The preservation of Gray’s voice has been crucial to her work, and to her growing success over the years. In 2012, Threats was shortlisted for the PEN/Faulkner Award, as well as longlisted for the Dylan Thomas Prize. More recently, “Labyrinth,” a spin on the Greek myth of Theseus which appears in Gutshot, was featured in The New Yorker, and “These Are The Fables,” another story that appears in Gutshot, was selected by former CLMP Programs Director and current Texas Book Festival Literary Director Steph Opitz for Electric Literature’s “Recommended Reading” series.

Gray grew up in Tucson, hand-picking selections from her parents’ “great, crazy bookshelf,” from Richard Brautigan to Kurt Vonnegut to John Irving, and in high school discovered the power and excitement of the short story during an assignment in a philosophy class.

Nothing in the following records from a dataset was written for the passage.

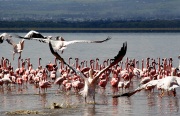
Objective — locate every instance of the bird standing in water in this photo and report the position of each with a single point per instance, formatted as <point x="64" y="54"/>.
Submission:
<point x="91" y="81"/>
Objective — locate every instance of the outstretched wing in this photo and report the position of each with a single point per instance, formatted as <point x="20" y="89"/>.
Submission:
<point x="62" y="60"/>
<point x="129" y="94"/>
<point x="10" y="41"/>
<point x="116" y="59"/>
<point x="34" y="35"/>
<point x="84" y="41"/>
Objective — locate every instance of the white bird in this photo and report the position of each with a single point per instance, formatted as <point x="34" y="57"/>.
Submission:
<point x="91" y="82"/>
<point x="17" y="48"/>
<point x="4" y="36"/>
<point x="169" y="83"/>
<point x="59" y="43"/>
<point x="32" y="35"/>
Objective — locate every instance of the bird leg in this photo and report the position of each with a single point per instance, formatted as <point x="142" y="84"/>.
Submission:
<point x="174" y="92"/>
<point x="162" y="93"/>
<point x="13" y="55"/>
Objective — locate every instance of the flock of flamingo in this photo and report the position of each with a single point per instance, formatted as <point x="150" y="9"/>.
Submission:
<point x="88" y="76"/>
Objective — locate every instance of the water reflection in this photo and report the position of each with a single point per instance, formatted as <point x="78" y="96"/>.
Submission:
<point x="89" y="110"/>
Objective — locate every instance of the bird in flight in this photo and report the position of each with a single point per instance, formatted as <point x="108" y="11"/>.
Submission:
<point x="17" y="48"/>
<point x="91" y="82"/>
<point x="4" y="36"/>
<point x="58" y="43"/>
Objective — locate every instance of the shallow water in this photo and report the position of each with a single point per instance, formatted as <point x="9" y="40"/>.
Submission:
<point x="140" y="46"/>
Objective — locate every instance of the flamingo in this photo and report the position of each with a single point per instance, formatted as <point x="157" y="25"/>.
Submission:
<point x="4" y="36"/>
<point x="169" y="83"/>
<point x="59" y="43"/>
<point x="91" y="81"/>
<point x="32" y="34"/>
<point x="17" y="48"/>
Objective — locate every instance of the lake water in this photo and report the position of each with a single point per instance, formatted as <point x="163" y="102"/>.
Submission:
<point x="139" y="46"/>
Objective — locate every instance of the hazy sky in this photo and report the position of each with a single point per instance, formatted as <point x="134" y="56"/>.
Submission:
<point x="123" y="9"/>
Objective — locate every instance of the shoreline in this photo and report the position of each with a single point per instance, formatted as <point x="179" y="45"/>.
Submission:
<point x="91" y="29"/>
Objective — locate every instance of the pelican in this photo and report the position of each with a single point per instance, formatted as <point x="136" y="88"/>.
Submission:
<point x="91" y="82"/>
<point x="17" y="48"/>
<point x="4" y="36"/>
<point x="58" y="43"/>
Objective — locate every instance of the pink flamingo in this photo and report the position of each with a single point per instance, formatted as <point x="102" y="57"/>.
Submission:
<point x="17" y="48"/>
<point x="91" y="81"/>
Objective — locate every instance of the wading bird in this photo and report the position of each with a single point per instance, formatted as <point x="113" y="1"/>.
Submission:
<point x="17" y="48"/>
<point x="91" y="81"/>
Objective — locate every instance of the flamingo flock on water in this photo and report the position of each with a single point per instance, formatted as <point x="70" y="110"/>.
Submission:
<point x="86" y="77"/>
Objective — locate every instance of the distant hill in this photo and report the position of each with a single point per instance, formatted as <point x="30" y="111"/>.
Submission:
<point x="80" y="10"/>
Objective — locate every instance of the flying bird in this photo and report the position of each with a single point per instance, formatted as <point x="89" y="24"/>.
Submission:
<point x="4" y="36"/>
<point x="90" y="82"/>
<point x="58" y="42"/>
<point x="32" y="35"/>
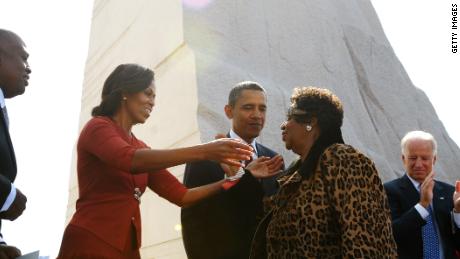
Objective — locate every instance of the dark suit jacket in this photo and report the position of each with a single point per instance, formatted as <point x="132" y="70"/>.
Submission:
<point x="222" y="226"/>
<point x="7" y="162"/>
<point x="407" y="222"/>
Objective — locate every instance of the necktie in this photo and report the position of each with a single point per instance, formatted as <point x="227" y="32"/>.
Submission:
<point x="5" y="115"/>
<point x="430" y="238"/>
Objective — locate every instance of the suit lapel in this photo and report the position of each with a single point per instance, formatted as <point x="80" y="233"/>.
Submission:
<point x="8" y="140"/>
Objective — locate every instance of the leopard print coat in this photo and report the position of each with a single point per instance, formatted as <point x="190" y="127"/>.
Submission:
<point x="341" y="211"/>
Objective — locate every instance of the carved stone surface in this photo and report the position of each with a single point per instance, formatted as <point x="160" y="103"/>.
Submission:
<point x="336" y="44"/>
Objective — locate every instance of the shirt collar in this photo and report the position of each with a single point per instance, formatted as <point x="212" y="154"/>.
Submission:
<point x="253" y="143"/>
<point x="2" y="99"/>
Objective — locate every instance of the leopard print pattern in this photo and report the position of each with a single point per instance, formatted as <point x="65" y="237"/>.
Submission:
<point x="343" y="213"/>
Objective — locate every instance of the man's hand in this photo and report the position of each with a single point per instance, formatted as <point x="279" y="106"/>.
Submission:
<point x="9" y="252"/>
<point x="264" y="167"/>
<point x="457" y="197"/>
<point x="426" y="190"/>
<point x="16" y="208"/>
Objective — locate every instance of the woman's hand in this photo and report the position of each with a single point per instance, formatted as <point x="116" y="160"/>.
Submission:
<point x="264" y="167"/>
<point x="228" y="151"/>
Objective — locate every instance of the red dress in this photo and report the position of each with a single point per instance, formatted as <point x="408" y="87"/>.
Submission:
<point x="107" y="210"/>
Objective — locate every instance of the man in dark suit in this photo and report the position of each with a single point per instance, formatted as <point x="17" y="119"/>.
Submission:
<point x="425" y="212"/>
<point x="14" y="75"/>
<point x="222" y="227"/>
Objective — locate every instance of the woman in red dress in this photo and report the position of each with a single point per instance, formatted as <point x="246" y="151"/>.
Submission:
<point x="114" y="168"/>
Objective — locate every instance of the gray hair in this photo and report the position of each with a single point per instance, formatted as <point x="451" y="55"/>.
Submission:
<point x="235" y="93"/>
<point x="420" y="135"/>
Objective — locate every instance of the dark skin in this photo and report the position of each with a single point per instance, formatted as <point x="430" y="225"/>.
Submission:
<point x="136" y="108"/>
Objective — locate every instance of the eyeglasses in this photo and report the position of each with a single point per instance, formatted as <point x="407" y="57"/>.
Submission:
<point x="296" y="114"/>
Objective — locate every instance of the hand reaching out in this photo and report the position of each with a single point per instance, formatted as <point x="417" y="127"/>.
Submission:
<point x="228" y="151"/>
<point x="426" y="190"/>
<point x="264" y="167"/>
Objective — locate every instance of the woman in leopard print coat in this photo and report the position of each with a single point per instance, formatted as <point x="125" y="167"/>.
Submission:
<point x="331" y="202"/>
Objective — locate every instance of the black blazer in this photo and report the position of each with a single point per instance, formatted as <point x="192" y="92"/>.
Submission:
<point x="7" y="162"/>
<point x="222" y="226"/>
<point x="407" y="222"/>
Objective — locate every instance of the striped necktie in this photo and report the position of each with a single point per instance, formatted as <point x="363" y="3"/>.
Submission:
<point x="5" y="115"/>
<point x="430" y="238"/>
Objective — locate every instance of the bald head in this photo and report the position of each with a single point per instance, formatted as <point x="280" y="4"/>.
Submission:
<point x="14" y="69"/>
<point x="9" y="39"/>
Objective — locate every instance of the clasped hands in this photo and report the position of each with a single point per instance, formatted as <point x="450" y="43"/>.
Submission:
<point x="262" y="167"/>
<point x="426" y="192"/>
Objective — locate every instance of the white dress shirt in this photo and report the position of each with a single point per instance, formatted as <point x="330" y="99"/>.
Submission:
<point x="9" y="200"/>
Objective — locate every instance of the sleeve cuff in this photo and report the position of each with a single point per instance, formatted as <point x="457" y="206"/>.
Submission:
<point x="9" y="200"/>
<point x="422" y="211"/>
<point x="229" y="183"/>
<point x="456" y="219"/>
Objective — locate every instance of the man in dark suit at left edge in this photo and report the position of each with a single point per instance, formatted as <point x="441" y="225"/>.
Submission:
<point x="14" y="75"/>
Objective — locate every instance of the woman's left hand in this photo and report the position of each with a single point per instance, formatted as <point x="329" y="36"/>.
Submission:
<point x="264" y="167"/>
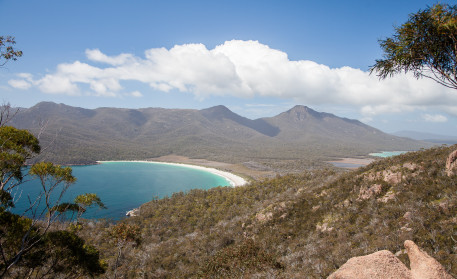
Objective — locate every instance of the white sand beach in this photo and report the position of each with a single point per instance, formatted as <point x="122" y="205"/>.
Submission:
<point x="234" y="180"/>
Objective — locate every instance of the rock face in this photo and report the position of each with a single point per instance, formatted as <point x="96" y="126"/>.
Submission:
<point x="384" y="265"/>
<point x="451" y="163"/>
<point x="422" y="265"/>
<point x="379" y="265"/>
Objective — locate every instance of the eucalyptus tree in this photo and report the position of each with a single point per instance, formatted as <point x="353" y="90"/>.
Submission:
<point x="425" y="45"/>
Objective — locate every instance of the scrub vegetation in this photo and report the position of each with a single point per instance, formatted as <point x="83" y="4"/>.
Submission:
<point x="293" y="226"/>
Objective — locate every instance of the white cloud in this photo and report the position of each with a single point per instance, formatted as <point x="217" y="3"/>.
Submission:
<point x="245" y="69"/>
<point x="434" y="118"/>
<point x="19" y="84"/>
<point x="97" y="56"/>
<point x="136" y="94"/>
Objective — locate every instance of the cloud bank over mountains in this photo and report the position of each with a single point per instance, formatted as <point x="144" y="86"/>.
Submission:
<point x="243" y="69"/>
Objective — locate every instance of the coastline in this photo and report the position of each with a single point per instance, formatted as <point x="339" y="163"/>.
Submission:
<point x="234" y="180"/>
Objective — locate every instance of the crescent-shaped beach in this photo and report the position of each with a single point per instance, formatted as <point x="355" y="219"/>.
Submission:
<point x="233" y="179"/>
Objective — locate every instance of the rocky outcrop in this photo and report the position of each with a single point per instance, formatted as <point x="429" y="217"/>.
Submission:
<point x="451" y="163"/>
<point x="380" y="265"/>
<point x="368" y="192"/>
<point x="422" y="265"/>
<point x="384" y="265"/>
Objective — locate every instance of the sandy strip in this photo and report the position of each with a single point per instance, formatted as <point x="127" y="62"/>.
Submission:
<point x="234" y="180"/>
<point x="357" y="161"/>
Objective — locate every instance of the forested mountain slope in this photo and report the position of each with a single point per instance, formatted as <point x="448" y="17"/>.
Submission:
<point x="295" y="226"/>
<point x="85" y="135"/>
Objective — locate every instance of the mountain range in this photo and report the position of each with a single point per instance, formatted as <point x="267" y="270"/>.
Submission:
<point x="78" y="136"/>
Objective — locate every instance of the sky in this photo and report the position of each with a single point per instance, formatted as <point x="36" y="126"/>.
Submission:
<point x="257" y="57"/>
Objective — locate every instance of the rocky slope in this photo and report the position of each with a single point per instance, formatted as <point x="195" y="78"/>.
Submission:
<point x="304" y="225"/>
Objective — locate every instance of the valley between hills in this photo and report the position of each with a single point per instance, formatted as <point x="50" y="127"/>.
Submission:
<point x="292" y="141"/>
<point x="298" y="218"/>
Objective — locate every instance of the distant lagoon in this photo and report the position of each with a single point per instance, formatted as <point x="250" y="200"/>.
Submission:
<point x="385" y="154"/>
<point x="123" y="186"/>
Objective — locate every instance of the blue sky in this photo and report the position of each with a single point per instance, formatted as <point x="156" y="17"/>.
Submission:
<point x="259" y="58"/>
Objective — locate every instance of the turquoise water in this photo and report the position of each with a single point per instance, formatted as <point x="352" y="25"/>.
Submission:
<point x="385" y="154"/>
<point x="123" y="186"/>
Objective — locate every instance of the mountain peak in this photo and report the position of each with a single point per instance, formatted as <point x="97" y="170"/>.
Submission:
<point x="218" y="112"/>
<point x="300" y="112"/>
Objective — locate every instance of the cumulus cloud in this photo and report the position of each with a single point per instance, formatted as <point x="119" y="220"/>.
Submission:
<point x="243" y="69"/>
<point x="19" y="84"/>
<point x="136" y="94"/>
<point x="434" y="118"/>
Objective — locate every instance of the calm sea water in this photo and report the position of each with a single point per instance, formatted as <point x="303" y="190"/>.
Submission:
<point x="123" y="186"/>
<point x="385" y="154"/>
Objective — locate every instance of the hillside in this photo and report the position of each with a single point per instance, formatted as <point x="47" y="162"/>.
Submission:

Though she attended college with the intention of becoming a computer programmer, she eventually graduated with an English degree, influenced, in part, by a class during which she and her peers recited lines from James Joyce’s “Araby.”

“It felt so cool, and vital, and compelling,” Gray says of the experience.Gray Cover

She later went on to receive her MFA from Texas State University, and spent four post-graduation years living in Austin before relocating to Los Angeles, where she now splits her time between writing and working as a copywriter for an ad agency. Advertising, Gray notes, has been an interest of hers for a long time: “It’s so fun to look at a print ad and figure out all the angles of it, like a scientist.”

The bizarre goings-on of Gray’s adoptive home of Los Angeles are apparent in the embroidery of Gutshot. Traffic reports, for instance, have fed into her awareness of the sprawling metropolis and its affectations and coincidences. “I like to listen to what’s going on in this big, weird city,” she says. “There’s always a stack of mattresses on fire, or a truck has rolled into the ocean, or there’s a man walking in the middle of the highway, or a high-speed chase in the Valley. There’s always something strange going on.”

“If anything,” Gray adds, “L.A. has really impressed that on me: that there’s always something happening in the world, and it continues to happen.”

As the world’s temperament shifts, one can only hope Gray is there to relay all the details, whether they be curious, gory or something far more sinister.